Mir hat das ein Beispiel sehr verständlich gemacht: Es ist der Bericht von einem Unfall. „Der schwer verletzte Autofahrer wurde gerettet, weil zufällig ein ausgebildeter Sanitäter zum Unfallort kam. Hätte der Verletzte auf den Notarztwagen warten müssen, wäre er gestorben.“ Am nächsten Sonntag wurde im Rahmen des Gottesdienstes ein Dankgebet gesprochen, dass Gott den Mann vor dem Tod bewahrt hat. Was war das nun?

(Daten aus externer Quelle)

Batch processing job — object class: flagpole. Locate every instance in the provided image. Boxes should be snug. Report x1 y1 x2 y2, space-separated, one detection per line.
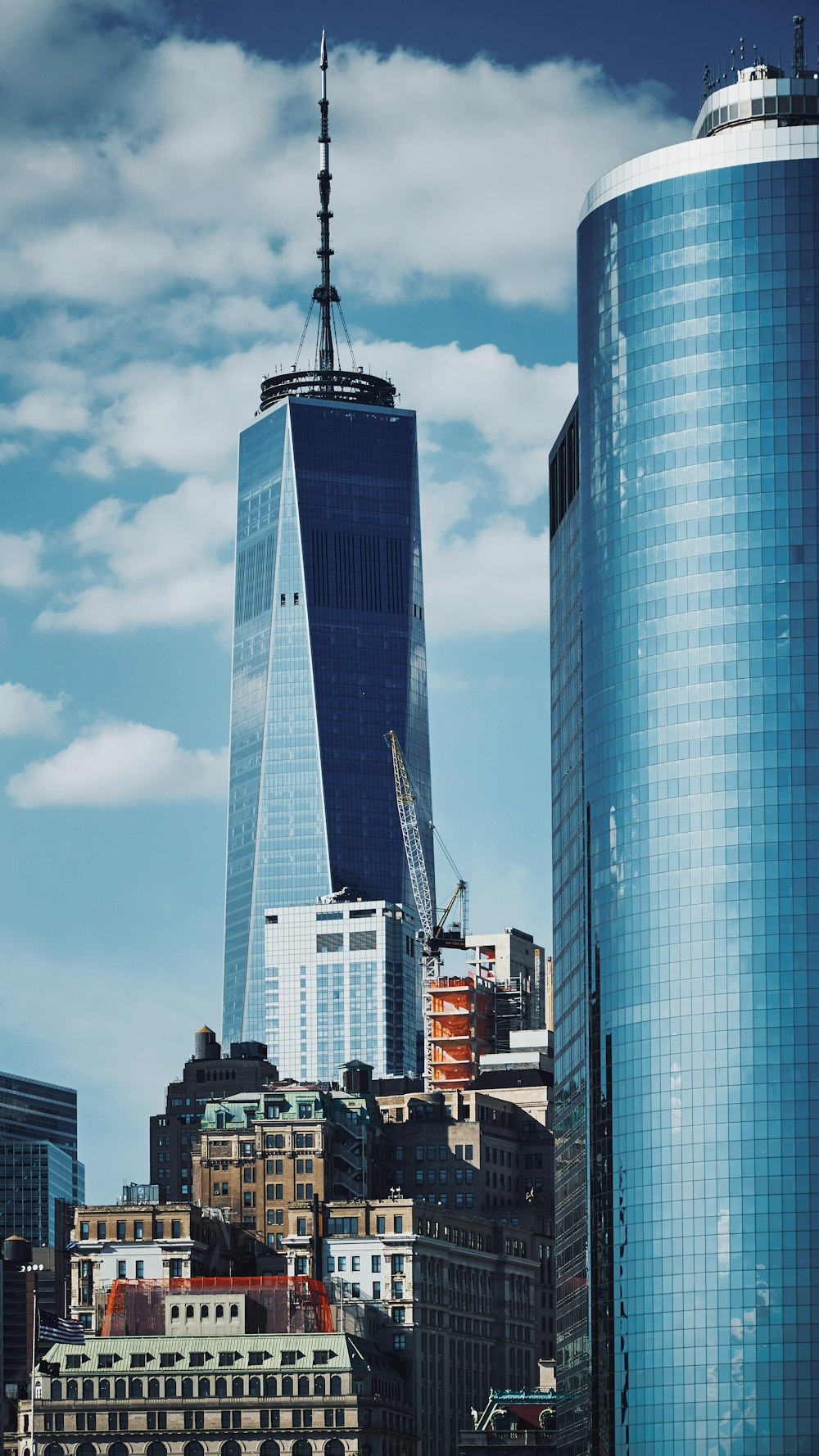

War es Zufall oder war es Gottes Wille? Aus menschlicher Sicht war das rechtzeitige Erscheinen des Sanitäters Zufall, weil es von niemandem geplant wurde und ohne Voraussicht stattfand.

 

Aber was hat das mit dem Handeln Gottes zu tun? Gottes Voraussicht reicht weiter als unsere. Ebenso sind aus naturwissenschaftlicher Sicht zufällige, weil nicht weiter erklärbare Mutationen kein Grund dafür anzunehmen, dass diese Mutationen nicht Gottes Willen dienen.

 

 

Freitag, 16.5.2008

Ich möchte heute von uns Menschen reden. Im Zusammenhang mit der Schöpfung. Nach der biblischen Schöpfungsüberlieferung bekommt der Mensch von Gott eine mit-schöpferische Verantwortung zugewiesen: Er nimmt die beherrschende Stellung ein, die Erde "zu bebauen und zu bewahren". Uns Menschen wird eine Sonderrolle als "Krone" der Schöpfung zugewiesen.

 

Diese Rolle wurde und wird aber immer wieder im Sinne eines unbegrenzten, kaum durch Regeln und Gebote eingeschränkten Umgangs mit der Natur und den Tieren verstanden. Der Zusammenhang der entsprechenden Bibelstellen zeigt aber eindeutig, dass dieser Auftrag nicht im Sinn der Ausbeutung, sondern der Bewahrung und Erhaltung zu verstehen ist.

 

Im Psalm 8 heißt es vom Menschen: „Du hast ihn wenig niedriger gemacht als Gott, mit Ehre und Herrlichkeit hast du ihn gekrönt“. Das tatsächlich Besondere von uns Menschen ist, dass wir als einziges Geschöpf in der Lage sind, über die Zusammenhänge der Natur und über uns selbst reflektieren zu können. So ist der Mensch auch das einzige Lebewesen, das Verantwortung ausbilden und übernehmen kann. Das die Folgen seiner Handlungen und Unterlassungen abschätzen kann. Das heißt aber auch, dass der Mensch nicht nur verantwortungsfähig, sondern gegenüber dem Schöpfer auch verantwortungspflichtig ist.

 

 

Samstag, 17.5.2008

Keine Frage, die Welt ist heute nicht mehr so wie vor fünfhundert Jahren, auch nicht in ihrem ökologischen System. Und sie wird auch in Zukunft Änderungen erfahren, naturbedingt oder vom Menschen beeinflusst. Eingriffe von Menschen in das Klimasystem der Erde haben heute aber eine qualitativ andere Dimension, weil sie unüberschaubare und unbeherrschbare Folgen haben können.

 

Der Schöpfungsverantwortung kommt deshalb heute die Bedeutung einer "verantwortlichen Haushalterschaft" zu. Ökonomie und Ökologie müssen wieder zusammen gesehen werden. Aufgrund des komplexen Geschehens genügt es heute nicht mehr, zum Beispiel nur nach dem preislich Günstigsten zu beurteilen, sondern auch Umweltverträglichkeit, die soziale Verträglichkeit zu prüfen, auch danach zu fragen, ob dieses oder jenes Handeln dem Frieden dient und den nachfolgenden Generationen Leben ermöglicht.

 

Dabei kommt nicht nur den Verantwortlichen und Politikern besondere Bedeutung zu, sondern jedem einzelnen von uns. Beim Hausbau, beim Bau oder der Renovierung von Kirchen, ja selbst beim Einkaufen und mit unseren Lebens- und Essensgewohnheiten entscheiden wir mit, wie es mit unserer Welt weitergeht. Ob sie schleichend zerstört wird oder lebenswert bleibt.